Alessandro Baricco e la Critica

“Il nostro mestiere è innanzitutto un fatto di passione, cieca, maleducata, aggressiva e vergognosa. Posa su un’autostima delirante e su un’incondizionata prevalenza del talento sulla ragionevolezza e sulle belle maniere”. Queste le emblematiche parole di Alessandro Baricco. Sulle pagine di Repubblica, in un articolo di sfogo, lo scrittore torinese punta il dito contro il mondo della critica italiana.

Nello specifico, Baricco se l’è presa (oltre misura se ce lo permettete) con due stimati giornalisti (Pietro Citati e Giulio Ferroni) che si erano permessi di fare dell’ironia nei confronti di due suoi lavori passati. Pietro Citati (con un articolo pubblicato da Repubblica) si è attirato le ire del romanziere accostando la sua “Iliade” alle nefandezze e alla noia della quotidianità mentre Ferroni (tra le pagine dell’Unità) ha fatto dell’ironia sulla “stucchevole e ammiccante epica automobilistica dell’ultimo Barico” (il romanzo incriminato è “Questa Storia”).

Tra le righe del suo articolo – protesta Alessandro Baricco si dichiara offeso dalla mediocrità e dalla cattiveria delle parole dei due critici e a sua difesa afferma “se trovate così stucchevole un libro che centinaia di migliaia di italiani si affrettano a leggere e decine di paesi nel mondo si prendono la briga di tradurre, forse è il caso di darsi da fare per spiegare a questa massa di fessi che si stanno sbagliando e che la letteratura è un’altra cosa.” Ammesso che la percentuale di vendite non sia direttamente proporzionale alla qualità di un prodotto il signor Baricco cade in contraddizione nel momento in cui afferma con orgoglio di far parte di un mondo nuovo, un mondo in cui la gente trova un idea differente di libro da contrapporre o da affiancare al “vecchio mondo che ormai conosciamo a memoria”. Oro, chi è lo snob? A questo punto la domanda nasce spontanea; cosa avrebbe dovuto fare Baricco? Dire almeno la verità (oltre che incassare l’onorario per aver scritto un pezzo sul secondo quotidiano d’Italia). Già, lo scrittore, nel suo articolo, accusava i due critici di aver sparato a zero sui suoi lavori senza nemmeno averli recensiti. Ecco dunque, puntuale come un orologio svizzero, la smentita. Giulio Ferroni risponde per le rime, sempre tra le pagine di Repubblica “sono davvero pentito, ma non per la battuta contro “Questa Storia”, sì invece per aver scritto più volte di lei, senza che lei abbia avuto la condiscendenza di leggermi. Ho addirittura recensito il romanzo automobilistico “Questa Storia”, che lei mi rimprovera letteralmente di non aver recensito”. Senza parole. L’arroganza di Baricco, ma soprattutto la sua sbadataggine, lo hanno trasformato, in un sol colpo, in una prima donna, capricciosa ed insolente.

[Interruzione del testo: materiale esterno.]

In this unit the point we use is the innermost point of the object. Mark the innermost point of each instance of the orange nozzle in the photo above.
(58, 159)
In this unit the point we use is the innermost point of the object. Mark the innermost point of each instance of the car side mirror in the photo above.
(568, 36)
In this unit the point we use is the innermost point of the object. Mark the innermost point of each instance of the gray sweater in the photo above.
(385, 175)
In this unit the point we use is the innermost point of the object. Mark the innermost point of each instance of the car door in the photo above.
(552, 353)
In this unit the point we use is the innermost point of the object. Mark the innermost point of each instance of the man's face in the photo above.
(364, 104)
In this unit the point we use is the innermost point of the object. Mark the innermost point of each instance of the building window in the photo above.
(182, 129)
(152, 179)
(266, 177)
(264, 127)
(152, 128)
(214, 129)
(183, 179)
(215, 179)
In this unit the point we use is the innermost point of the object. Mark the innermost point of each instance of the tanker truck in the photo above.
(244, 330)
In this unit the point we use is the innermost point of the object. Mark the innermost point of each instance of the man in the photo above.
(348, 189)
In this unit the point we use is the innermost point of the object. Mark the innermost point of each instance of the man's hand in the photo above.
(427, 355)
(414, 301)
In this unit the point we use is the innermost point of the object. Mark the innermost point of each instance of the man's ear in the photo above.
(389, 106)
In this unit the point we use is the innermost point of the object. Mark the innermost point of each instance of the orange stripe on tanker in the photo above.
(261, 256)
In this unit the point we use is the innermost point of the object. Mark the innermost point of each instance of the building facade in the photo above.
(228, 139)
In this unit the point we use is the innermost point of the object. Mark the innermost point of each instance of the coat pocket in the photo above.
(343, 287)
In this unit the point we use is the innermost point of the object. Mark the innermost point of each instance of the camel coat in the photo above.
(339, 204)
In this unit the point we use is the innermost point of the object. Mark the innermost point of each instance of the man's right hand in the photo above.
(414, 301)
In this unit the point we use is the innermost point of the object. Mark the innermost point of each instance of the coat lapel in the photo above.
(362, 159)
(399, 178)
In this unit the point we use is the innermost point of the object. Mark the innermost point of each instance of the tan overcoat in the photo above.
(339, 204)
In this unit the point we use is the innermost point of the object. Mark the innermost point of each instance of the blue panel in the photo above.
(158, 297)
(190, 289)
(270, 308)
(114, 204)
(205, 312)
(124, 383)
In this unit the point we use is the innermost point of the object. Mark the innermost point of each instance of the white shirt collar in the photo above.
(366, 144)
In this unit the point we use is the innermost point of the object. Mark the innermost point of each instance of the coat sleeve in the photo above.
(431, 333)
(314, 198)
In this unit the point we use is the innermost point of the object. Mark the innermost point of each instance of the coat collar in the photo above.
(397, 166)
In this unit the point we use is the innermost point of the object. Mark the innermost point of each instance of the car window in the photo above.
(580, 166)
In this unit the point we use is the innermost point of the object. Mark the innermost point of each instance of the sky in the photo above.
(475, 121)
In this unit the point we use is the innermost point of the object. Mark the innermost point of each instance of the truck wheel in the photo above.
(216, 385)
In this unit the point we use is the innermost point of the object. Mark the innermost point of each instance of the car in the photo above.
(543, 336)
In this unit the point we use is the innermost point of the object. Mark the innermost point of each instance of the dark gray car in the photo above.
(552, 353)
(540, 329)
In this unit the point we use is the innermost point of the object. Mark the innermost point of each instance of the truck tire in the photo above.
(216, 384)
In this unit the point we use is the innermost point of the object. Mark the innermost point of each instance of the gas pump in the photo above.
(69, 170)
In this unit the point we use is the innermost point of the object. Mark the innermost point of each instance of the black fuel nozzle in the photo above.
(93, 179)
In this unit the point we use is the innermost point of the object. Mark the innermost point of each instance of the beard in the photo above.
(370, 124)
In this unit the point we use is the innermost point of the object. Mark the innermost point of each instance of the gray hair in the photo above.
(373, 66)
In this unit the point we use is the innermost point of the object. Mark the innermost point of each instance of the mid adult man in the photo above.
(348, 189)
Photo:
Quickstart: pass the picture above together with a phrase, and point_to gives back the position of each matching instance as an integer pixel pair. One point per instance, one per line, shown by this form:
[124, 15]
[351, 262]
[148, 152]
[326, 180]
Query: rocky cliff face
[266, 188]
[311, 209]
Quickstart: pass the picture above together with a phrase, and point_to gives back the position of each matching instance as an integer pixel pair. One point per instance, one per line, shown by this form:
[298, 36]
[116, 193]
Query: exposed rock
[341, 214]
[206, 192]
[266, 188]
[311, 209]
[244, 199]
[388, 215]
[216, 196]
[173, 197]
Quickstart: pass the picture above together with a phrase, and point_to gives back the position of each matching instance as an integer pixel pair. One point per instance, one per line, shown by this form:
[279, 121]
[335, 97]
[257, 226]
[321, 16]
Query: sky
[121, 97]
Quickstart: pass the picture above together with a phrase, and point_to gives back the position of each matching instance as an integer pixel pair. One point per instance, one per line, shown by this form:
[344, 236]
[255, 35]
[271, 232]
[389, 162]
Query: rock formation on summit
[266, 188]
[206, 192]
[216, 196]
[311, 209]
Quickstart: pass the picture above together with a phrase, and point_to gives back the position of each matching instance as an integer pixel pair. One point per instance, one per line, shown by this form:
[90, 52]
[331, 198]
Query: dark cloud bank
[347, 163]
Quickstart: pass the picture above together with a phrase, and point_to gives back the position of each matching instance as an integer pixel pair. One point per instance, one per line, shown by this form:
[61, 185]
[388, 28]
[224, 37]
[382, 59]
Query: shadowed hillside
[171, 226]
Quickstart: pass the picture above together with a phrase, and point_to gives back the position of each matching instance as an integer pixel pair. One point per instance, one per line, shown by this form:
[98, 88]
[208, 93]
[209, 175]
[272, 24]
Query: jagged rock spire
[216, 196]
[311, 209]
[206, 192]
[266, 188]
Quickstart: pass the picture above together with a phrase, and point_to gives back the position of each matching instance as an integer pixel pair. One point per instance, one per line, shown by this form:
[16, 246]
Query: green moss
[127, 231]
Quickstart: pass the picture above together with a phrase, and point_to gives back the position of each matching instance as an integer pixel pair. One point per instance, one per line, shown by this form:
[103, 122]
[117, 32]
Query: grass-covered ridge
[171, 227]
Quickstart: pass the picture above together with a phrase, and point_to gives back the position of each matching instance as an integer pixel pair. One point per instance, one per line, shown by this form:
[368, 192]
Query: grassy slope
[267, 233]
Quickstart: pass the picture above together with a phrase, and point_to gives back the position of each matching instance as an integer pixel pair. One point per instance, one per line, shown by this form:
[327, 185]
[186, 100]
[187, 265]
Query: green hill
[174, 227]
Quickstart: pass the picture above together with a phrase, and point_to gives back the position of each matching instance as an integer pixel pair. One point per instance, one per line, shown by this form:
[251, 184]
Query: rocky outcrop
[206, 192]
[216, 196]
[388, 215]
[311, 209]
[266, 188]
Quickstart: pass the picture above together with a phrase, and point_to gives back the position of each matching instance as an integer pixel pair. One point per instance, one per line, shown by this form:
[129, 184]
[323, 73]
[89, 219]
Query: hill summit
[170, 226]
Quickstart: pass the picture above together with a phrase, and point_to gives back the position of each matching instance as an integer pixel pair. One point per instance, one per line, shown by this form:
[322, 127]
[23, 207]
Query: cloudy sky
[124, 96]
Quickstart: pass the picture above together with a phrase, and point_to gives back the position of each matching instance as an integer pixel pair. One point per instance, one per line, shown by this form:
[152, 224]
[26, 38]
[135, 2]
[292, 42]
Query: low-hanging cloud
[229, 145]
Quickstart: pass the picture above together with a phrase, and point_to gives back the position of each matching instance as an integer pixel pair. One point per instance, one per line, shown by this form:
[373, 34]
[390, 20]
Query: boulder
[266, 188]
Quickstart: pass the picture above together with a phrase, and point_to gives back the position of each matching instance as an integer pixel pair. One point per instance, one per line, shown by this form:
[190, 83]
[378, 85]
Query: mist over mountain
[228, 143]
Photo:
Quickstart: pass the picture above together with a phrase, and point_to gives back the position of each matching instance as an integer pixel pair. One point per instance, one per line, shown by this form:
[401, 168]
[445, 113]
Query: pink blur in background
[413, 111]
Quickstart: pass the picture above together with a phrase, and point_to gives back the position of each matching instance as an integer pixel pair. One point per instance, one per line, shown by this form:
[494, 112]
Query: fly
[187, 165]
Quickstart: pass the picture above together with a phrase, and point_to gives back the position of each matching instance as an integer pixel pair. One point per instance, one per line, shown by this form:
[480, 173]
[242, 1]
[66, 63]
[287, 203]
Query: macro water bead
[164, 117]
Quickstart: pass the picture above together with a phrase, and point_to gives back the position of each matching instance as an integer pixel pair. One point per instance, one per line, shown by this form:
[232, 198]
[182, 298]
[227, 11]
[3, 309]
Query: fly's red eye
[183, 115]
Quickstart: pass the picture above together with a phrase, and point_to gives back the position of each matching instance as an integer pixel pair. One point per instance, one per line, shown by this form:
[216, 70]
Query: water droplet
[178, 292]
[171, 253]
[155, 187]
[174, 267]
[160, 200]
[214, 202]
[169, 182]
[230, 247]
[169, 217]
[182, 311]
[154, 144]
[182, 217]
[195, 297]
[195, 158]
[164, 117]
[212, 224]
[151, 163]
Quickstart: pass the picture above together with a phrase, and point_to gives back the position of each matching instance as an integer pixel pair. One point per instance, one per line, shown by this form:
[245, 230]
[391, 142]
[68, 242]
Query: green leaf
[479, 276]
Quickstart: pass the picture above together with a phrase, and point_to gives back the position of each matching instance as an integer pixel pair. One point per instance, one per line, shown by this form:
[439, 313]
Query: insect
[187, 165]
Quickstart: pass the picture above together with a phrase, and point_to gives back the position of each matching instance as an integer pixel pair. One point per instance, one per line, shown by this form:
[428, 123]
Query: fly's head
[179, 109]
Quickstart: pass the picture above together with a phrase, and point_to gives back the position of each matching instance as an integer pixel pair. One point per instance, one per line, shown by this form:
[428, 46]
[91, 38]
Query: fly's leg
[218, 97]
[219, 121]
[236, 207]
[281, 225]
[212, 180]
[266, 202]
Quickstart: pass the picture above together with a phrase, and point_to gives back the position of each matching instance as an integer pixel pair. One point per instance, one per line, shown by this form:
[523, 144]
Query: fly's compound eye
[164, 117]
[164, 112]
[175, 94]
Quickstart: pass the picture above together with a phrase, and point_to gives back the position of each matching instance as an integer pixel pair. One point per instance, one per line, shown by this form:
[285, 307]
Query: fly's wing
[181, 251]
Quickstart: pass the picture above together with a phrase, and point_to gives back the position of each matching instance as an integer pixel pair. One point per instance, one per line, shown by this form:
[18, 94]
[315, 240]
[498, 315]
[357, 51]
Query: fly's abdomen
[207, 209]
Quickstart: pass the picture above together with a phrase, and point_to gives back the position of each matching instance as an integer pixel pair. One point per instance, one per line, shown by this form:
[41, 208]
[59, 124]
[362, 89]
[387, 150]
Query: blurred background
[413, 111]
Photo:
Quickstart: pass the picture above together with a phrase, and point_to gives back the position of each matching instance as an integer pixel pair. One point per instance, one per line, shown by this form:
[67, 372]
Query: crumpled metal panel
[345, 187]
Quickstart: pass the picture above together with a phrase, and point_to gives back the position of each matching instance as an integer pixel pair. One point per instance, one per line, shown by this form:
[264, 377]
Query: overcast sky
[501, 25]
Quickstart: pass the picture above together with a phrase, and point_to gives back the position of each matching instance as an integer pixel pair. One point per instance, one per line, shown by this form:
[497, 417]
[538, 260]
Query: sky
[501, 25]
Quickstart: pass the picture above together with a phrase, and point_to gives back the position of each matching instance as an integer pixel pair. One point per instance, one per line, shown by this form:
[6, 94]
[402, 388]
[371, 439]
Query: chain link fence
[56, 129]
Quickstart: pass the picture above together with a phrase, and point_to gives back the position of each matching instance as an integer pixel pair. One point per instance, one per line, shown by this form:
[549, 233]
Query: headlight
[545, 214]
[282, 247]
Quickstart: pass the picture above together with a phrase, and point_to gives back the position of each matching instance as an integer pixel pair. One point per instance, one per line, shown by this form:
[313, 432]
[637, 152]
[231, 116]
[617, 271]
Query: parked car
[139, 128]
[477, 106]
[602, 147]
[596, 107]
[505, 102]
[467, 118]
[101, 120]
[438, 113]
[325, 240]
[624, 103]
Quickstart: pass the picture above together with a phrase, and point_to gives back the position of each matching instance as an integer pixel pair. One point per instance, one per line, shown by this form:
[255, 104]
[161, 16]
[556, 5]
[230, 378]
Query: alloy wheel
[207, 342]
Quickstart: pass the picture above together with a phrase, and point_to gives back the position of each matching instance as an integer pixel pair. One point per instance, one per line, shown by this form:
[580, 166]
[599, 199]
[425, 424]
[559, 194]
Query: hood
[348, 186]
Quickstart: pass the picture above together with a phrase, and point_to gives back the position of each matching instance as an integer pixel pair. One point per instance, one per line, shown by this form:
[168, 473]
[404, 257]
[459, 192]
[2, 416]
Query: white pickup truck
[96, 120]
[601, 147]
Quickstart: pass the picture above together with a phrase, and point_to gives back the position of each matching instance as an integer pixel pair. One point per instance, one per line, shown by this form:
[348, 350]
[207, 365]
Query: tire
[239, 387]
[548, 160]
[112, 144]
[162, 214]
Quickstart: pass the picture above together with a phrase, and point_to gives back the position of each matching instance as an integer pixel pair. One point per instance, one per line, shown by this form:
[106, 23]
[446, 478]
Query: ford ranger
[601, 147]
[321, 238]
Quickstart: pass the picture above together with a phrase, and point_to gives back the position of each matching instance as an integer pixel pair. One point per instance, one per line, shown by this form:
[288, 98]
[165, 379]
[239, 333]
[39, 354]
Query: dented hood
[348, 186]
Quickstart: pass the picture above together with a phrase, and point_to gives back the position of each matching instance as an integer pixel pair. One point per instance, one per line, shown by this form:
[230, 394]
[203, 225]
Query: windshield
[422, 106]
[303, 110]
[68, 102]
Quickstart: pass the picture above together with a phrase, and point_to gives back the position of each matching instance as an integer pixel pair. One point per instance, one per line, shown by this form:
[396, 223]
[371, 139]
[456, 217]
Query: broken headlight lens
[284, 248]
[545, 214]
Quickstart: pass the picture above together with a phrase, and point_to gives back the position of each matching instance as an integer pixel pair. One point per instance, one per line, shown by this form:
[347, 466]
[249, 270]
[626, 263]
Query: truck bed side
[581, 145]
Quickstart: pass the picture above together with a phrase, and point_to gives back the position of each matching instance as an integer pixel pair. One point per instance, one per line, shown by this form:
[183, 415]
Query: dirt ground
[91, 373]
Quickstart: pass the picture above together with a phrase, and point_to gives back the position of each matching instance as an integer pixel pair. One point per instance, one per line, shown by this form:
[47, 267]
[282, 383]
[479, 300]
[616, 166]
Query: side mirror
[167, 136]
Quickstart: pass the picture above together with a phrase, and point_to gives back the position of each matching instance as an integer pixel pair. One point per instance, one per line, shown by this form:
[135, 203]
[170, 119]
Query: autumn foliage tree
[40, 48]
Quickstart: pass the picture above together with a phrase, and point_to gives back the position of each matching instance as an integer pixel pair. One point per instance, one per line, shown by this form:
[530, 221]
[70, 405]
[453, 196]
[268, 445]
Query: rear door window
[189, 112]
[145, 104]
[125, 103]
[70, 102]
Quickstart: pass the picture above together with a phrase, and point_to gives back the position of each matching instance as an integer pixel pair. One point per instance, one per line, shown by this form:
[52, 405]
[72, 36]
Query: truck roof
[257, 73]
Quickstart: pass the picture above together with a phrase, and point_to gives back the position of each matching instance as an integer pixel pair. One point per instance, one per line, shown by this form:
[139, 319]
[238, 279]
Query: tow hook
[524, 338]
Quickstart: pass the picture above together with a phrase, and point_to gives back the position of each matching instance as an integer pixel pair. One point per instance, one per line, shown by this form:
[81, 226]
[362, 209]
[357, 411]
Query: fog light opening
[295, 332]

L’insolenza e l’arroganza dello scrittore riguardano il non saper stare al proprio posto, riguardano l’incoerenza di chi accusa i suoi principali detrattori di snobbismo culturale e poi si macchia della stessa colpa. Insomma, una persona confusa e un ego un tantino al di sopra dei normali tassi di assestamento. Da questa spiacevole faccenda ci arriva un bell’assist per riflettere sul mondo della critica sui generis.

Il mestiere del critico, si sa, è per antonomasia uno dei più difficili da interpretare e da portare avanti. Ogni giorno, si mette in gioco la propria soggettività, cercando di definire e di introdurre ai profani un qualcosa che di per sè è indefinibile: l’arte. Che sia letteratura, musica o cinema, non c’è alcuna differenza; il critico deve dirci cosa vede, sente o legge e per farlo abbiamo bisogno dei suoi sentimenti, del suo essere uomo. Che critica sarebbe senza qualche frecciatina ironica o qualche paragone divertente? Sicuramente una critica apatica, una critica che racconta tecnicamente l’oggetto del suo discorso senza descrivere le emozioni che trasmette. Ben vengano dunque personaggi così pieni di sé come Baricco perché una volta in più si avrà la possibilità di smontare l’ego smisurato di artisti come lui che non hanno il coraggio di mettersi in gioco.